Set-TransportConfig -TLSReceiveDomainSecureList $TransportConfig.TLSReceiveDomainSecureList

Finally
The last thing we need to do is turn off opportunistic TLS for the default connectors.  Since we are not inspecting encrypted (SMTP SSL inspection is supported by some FortiGate models, and could be an alternative option) emails we want to ensure that only those that are encrypted are allowed out and everything else should be considered to be “public” as far as email goes, we need to simply run the following commands for the default Send connector (not the one used by TLS) to not use TLS and to not send out to the secured domains specified earlier:

 Set-SendConnector “Default Send Connector” -IgnoreSTARTTLS: $true
 Set-SendConnector “Default Send Connector” -DomainSecureEnabled:$False

And the following on the Send connector that is using TLS:
 
 Set-SendConnector “TLS Secured” -DomainSecureEnabled:$True

What Happens Now
So now when an email is sent that contains an ITAR-controlled document it will either be encrypted by Exchange and ignored by the DLP filter, or (if it is not sent to an identified domain that is secured) it will be inspected and either allowed through or blocked if it contains an ITAR document.  We can even go as far as adjusting the message back to the sender, however we have left it as default here and the following NDR is sent back from the FortiGate:

<domain> rejected your message to the following e-mail addresses:
conrad@<domain> (conrad@<domain>)
<domain> gave this error:
This email has been blocked. The email message appeared to contain a data leak.

Your message wasn’t delivered due to a permission or security issue. It may have been rejected by a moderator, the address may only accept e-mail from certain senders, or another restriction may be preventing delivery.

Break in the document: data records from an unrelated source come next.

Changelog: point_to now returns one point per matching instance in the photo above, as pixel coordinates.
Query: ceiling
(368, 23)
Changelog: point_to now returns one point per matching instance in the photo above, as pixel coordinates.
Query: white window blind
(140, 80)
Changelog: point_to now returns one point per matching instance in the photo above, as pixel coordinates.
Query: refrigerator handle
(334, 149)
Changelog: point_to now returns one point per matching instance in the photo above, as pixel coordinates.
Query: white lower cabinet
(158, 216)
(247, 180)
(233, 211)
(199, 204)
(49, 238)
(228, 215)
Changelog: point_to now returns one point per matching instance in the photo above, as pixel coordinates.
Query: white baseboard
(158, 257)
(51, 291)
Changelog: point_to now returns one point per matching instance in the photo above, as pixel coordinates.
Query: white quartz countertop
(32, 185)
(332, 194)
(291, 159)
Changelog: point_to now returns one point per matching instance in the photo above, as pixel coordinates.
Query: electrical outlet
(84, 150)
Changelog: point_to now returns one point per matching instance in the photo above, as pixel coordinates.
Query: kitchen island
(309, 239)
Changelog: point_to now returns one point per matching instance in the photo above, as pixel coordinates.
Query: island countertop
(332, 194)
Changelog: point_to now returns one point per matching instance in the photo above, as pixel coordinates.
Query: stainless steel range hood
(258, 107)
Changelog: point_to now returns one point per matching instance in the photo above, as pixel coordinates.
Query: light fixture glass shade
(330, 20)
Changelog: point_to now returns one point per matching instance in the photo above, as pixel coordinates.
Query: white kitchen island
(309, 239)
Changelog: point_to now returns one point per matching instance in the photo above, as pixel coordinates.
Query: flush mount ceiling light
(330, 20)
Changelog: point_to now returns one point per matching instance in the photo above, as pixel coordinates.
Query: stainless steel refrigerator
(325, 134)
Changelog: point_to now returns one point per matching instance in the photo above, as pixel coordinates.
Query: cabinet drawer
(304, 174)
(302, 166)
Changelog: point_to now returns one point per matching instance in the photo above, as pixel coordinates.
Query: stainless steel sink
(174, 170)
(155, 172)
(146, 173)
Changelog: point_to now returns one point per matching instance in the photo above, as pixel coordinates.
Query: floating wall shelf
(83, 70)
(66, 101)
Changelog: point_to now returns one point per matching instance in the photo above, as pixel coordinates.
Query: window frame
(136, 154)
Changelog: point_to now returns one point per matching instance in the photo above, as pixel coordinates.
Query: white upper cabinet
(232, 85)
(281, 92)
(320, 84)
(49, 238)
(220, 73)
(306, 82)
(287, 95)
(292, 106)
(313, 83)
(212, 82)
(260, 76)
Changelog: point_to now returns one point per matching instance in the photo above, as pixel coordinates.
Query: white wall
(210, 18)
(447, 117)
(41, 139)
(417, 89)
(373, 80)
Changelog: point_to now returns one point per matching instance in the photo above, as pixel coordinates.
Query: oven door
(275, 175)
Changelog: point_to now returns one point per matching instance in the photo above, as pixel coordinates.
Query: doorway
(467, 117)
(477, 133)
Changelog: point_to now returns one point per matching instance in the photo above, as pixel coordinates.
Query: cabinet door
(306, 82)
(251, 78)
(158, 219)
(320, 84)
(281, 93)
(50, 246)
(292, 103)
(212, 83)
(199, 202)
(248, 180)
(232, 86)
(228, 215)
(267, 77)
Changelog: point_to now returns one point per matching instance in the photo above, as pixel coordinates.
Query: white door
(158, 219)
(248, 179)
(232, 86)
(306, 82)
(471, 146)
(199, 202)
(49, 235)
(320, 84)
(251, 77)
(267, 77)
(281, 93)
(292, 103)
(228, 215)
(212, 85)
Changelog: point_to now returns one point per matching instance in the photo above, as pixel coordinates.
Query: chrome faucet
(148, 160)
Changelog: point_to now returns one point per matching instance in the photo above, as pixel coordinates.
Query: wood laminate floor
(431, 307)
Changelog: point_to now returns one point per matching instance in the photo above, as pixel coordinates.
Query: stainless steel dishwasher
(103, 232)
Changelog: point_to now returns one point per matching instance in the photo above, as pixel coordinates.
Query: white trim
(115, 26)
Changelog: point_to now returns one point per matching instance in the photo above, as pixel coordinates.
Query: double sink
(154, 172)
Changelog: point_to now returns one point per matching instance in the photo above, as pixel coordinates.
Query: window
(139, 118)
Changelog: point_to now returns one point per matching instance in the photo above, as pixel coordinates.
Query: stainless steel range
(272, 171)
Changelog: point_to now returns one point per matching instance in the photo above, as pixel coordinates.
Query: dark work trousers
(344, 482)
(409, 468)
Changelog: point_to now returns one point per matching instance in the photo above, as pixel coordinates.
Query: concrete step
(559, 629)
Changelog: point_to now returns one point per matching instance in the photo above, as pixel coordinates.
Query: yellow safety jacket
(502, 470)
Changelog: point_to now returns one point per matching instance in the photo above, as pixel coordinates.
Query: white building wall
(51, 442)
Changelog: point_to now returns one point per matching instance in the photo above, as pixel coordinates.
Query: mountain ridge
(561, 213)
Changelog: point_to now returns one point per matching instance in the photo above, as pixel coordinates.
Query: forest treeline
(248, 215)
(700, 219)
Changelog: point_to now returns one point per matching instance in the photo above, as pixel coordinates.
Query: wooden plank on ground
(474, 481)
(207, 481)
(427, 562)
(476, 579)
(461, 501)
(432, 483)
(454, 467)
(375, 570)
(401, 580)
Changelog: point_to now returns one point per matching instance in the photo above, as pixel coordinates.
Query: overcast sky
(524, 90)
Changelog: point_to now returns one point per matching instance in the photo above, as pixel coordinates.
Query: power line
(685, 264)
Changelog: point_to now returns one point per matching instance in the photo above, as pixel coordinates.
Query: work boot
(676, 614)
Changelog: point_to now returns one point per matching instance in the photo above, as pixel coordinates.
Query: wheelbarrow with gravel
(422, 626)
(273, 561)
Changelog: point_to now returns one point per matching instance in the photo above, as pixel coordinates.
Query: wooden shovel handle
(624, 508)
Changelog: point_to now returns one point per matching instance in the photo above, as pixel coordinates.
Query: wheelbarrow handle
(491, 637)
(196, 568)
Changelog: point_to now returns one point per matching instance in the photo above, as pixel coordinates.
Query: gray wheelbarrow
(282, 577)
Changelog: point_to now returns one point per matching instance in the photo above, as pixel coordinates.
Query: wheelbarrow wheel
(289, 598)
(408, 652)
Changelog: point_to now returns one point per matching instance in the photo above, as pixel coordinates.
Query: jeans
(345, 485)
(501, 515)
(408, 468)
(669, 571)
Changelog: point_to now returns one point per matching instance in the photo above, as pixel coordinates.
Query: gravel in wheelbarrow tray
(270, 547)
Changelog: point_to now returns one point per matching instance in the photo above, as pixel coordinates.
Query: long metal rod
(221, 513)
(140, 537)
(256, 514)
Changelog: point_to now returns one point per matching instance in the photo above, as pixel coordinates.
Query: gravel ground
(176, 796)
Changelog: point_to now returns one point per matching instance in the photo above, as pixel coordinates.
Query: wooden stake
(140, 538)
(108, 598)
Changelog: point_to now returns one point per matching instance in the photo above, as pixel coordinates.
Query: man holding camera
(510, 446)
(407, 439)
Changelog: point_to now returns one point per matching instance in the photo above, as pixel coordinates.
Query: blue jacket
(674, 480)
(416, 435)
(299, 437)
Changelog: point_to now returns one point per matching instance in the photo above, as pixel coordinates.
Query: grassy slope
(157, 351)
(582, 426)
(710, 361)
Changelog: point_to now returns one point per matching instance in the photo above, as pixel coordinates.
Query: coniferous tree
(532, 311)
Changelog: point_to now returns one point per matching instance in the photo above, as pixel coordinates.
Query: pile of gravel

Diagnostic information for administrators:
Generating server: <EXCHANGE>.<domain>
conrad@<domain>
<domain> #554 5.7.1 This email has been blocked. The email message appeared to contain a data leak. ##

Original message headers:
Received: from <EXCHANGE>.<domain> ([fe80::0000:0000:0000:0000]) by
<EXCHANGE>.<domain> ([fe80::0000:0000:0000:0000]) with mapi id
xx.xx.xx.xx; Tue, 7 Jun 2011 12:04:41 -0700
From: <sender>
To: “
conrad@<domain>” <conrad@<domain>>
Subject: ITAR Email
Thread-Topic: ITAR Email
Thread-Index: AcwlRbwtOu3Ugap2StWvM7QfuCikAw==
Date: Tue, 7 Jun 2011 19:04:39 +0000
Message-ID: <
.FA628430320F3B48857577D720612F33358038@<EXCHANGE>.<domain>>
Accept-Language: en-US
Content-Language: en-US
X-MS-Has-Attach: yes
X-MS-TNEF-Correlator:
x-originating-ip: [xxx.xxx.xxx.xxx]
Content-Type: multipart/mixed;
 boundary=”xxxxxxxxxxxxxxxxxxxxxxxxxxxxxxxxxxxxxxxxxx”
MIME-Version: 1.0

Wrap Up
So that is how we configured and used DLP and it was the most simple part of the entire project.   I found that it is a good idea to keep the exchange queues open and restart the Transport Service after ANY changes to make sure they take.  You’ll know right away if emails to/from the domains are working correctly, although I recommend having an email client open (or OWA) and have emails going to/from constantly to ensure things are working to TLS and non-TLS domains.